Ein anderer gewichtiger Grund, den russischen Marineverband zu verstärken, ist die Absicherung der Schwarzmeerflotte für den Fall einer Eskalation mit den Nato-Ländern. Sollte der Bosporus gesperrt werden, werden russische Kriegsschiffe das Schwarzmeer nicht verlassen können. Also wird der Mittelmeerverband, der durch Schiffe anderer Flotten auf Rotationsbasis gebildet wird, übernehmen müssen.

Außerdem: Vom Mittelmeer aus haben die Kalibr-Raketen einen größeren Wirkungsradius, als vom Schwarzen oder Kaspischen Meer. „Die Marschflugkörper decken teilweise den Persischen Golf, den Großteil aller Anwohnerstaaten und den Suez-Kanal. Bei Bedarf können die russischen Schiffe die Streitkräfte Indiens, eines BRICS-Partners, unterstützen. Diese Raketen ermöglichen es, strategische Aufgaben zu bewältigen und den Gegner fernzuhalten“, erklärt der Militärexperte Alexej Leonkow.

Wovon die Amerikaner übrigens ganz und gar nicht begeistert sind. Der US-Admiral James G. Foggo erklärte, die amerikanischen Schiffe seien bereit, einen russischen Angriff abzuwehren, wollten jedoch keinen Konflikt. Angst verbirgt sich hinter dieser Floskel sicherlich nicht, aber Beunruhigung schon, wie der Experte Leonkow erklärt: „Den Amerikanern missfällt es, dass noch jemand Marschflugkörper hat, die ihren Tomahawks nicht unterlegen sind. Die Kalibr-Raketen sind eine große Gefahr für ihre ‚Ticonderogas‘ und ‚Arleigh Burkes‘.“

Dass die russischen Kampfschiffe im Mittelmeer ein Hindernis für die Amerikaner sind, hat sich beim Syrien-Angriff der US-Navy Mitte April gezeigt. Um aus dem Einsatzradius der Kalibr-Raketen rauszugehen, mussten die amerikanischen Schiffe weit im Süden des Mittelmeeres in Stellung gehen. Die Anflugzeit ihrer Tomahawks erhöhte sich dadurch erheblich, sodass die syrische Flugabwehr den Angriff rechtzeitig erkennen und effektiv abwehren konnte.

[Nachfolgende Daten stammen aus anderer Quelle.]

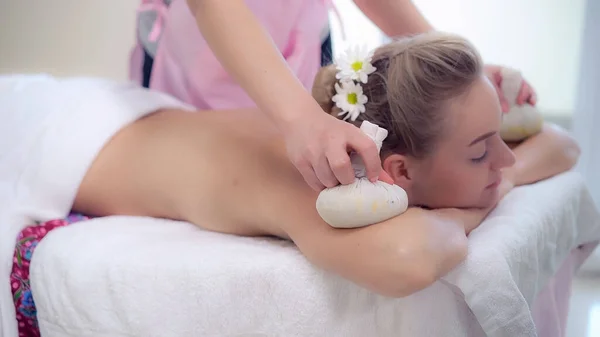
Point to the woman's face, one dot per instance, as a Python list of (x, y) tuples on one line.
[(465, 168)]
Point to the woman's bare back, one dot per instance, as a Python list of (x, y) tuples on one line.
[(228, 172)]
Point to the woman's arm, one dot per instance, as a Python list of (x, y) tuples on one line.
[(550, 152), (226, 172), (395, 17)]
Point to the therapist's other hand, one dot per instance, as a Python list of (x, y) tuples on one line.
[(526, 93), (319, 145)]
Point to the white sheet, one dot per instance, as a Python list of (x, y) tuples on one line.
[(52, 130), (125, 276)]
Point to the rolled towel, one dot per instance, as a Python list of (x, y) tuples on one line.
[(363, 202), (520, 122)]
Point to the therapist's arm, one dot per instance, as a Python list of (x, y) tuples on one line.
[(248, 53), (548, 153), (395, 17), (317, 143)]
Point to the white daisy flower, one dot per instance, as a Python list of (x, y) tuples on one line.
[(355, 64), (350, 99)]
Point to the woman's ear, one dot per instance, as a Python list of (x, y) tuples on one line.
[(397, 166)]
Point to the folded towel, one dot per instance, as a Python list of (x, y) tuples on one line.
[(511, 258), (132, 276), (52, 129)]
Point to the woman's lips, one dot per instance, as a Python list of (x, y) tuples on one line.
[(494, 184)]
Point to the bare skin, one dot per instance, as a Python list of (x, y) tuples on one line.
[(228, 172)]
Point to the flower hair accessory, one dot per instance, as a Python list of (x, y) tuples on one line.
[(354, 68)]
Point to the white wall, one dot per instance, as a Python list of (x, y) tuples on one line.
[(67, 37), (542, 38), (94, 37)]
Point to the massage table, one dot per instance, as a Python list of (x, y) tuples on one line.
[(135, 276)]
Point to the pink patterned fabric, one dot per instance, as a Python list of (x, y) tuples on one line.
[(27, 241)]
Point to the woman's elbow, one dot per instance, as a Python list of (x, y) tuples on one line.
[(567, 145), (419, 269)]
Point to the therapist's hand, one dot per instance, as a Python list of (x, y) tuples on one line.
[(526, 93), (318, 145)]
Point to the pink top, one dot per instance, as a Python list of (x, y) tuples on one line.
[(185, 67)]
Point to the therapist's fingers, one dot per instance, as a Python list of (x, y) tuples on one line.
[(308, 173)]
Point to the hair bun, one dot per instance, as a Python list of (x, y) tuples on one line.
[(324, 87)]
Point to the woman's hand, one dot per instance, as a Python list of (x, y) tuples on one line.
[(526, 93), (318, 145)]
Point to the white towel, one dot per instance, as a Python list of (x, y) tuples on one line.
[(512, 257), (52, 130), (131, 276)]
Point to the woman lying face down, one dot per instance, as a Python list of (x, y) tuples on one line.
[(443, 116), (228, 171)]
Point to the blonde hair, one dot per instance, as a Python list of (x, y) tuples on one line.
[(415, 79)]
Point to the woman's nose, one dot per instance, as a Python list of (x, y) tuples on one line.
[(506, 157)]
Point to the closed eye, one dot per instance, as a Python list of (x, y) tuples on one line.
[(480, 159)]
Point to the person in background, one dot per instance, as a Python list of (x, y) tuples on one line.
[(219, 55)]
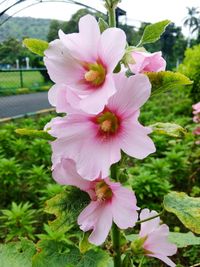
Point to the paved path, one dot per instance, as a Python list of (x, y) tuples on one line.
[(15, 105)]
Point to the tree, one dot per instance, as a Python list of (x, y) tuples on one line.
[(192, 22)]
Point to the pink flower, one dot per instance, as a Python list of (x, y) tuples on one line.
[(95, 142), (147, 62), (155, 237), (84, 62), (197, 131), (196, 108), (109, 202)]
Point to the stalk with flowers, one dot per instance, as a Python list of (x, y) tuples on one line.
[(100, 85)]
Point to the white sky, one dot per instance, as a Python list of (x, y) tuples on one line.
[(142, 10)]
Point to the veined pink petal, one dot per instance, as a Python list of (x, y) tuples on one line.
[(111, 47), (164, 259), (98, 98), (98, 217), (135, 140), (138, 90)]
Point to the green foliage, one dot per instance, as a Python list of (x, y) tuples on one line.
[(36, 46), (35, 133), (59, 254), (18, 221), (166, 80), (170, 129), (153, 32), (186, 208), (103, 25), (66, 207), (17, 254), (191, 68), (184, 239)]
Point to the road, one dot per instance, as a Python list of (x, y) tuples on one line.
[(15, 105)]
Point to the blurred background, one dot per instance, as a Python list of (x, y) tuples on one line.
[(25, 176)]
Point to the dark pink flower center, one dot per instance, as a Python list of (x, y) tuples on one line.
[(103, 191)]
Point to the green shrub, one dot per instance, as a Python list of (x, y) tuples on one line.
[(191, 68)]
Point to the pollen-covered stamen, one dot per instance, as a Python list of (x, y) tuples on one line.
[(91, 75), (108, 122), (103, 191), (95, 73)]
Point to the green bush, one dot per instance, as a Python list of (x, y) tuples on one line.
[(191, 68)]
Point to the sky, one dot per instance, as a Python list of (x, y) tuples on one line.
[(137, 10)]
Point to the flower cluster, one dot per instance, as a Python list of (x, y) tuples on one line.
[(102, 109), (196, 118)]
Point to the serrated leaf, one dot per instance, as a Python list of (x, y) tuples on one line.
[(186, 208), (17, 254), (36, 46), (153, 32), (169, 129), (103, 25), (35, 133), (66, 206), (184, 239), (167, 80), (58, 254), (84, 244), (179, 239)]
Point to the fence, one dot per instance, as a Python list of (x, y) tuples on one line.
[(23, 80)]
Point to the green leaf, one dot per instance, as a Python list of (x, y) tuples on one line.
[(36, 46), (167, 80), (170, 129), (35, 133), (59, 254), (66, 206), (153, 32), (184, 239), (180, 239), (84, 244), (17, 254), (186, 208), (103, 25)]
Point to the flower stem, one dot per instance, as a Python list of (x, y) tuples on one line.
[(111, 13), (141, 261), (116, 245)]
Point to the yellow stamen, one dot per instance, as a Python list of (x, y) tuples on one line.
[(91, 75), (102, 191), (106, 126)]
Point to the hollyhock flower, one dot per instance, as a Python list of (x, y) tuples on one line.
[(147, 62), (155, 242), (84, 62), (196, 108), (110, 202), (95, 142)]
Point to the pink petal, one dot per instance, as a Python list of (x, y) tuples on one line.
[(131, 93), (111, 48), (163, 258), (65, 173), (94, 103), (149, 226), (135, 140), (61, 66), (124, 208), (96, 216), (61, 97)]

Wie viele und welche Kampfschiffe konkret den russischen Verband verstärken werden, lässt sich noch nicht sagen. Davon aber, dass es mehrere Korvetten sein werden, ist auszugehen, weil dieser Schiffstyp als Träger für die Kalibr-Raketen bestimmt ist. Jedem einzelnen davon wird dann ein spezielles Aufgabenspektrum zugewiesen. Und natürlich ist die Dauerpatrouille russischer Schiffe fernab der Heimküste ein hervorragendes Einsatztraining für die Besatzungen. Schließlich ist die Zeit noch gar nicht so lange her, als die russische Flotte gar keine Dauereinsätze auf hoher See gefahren hat.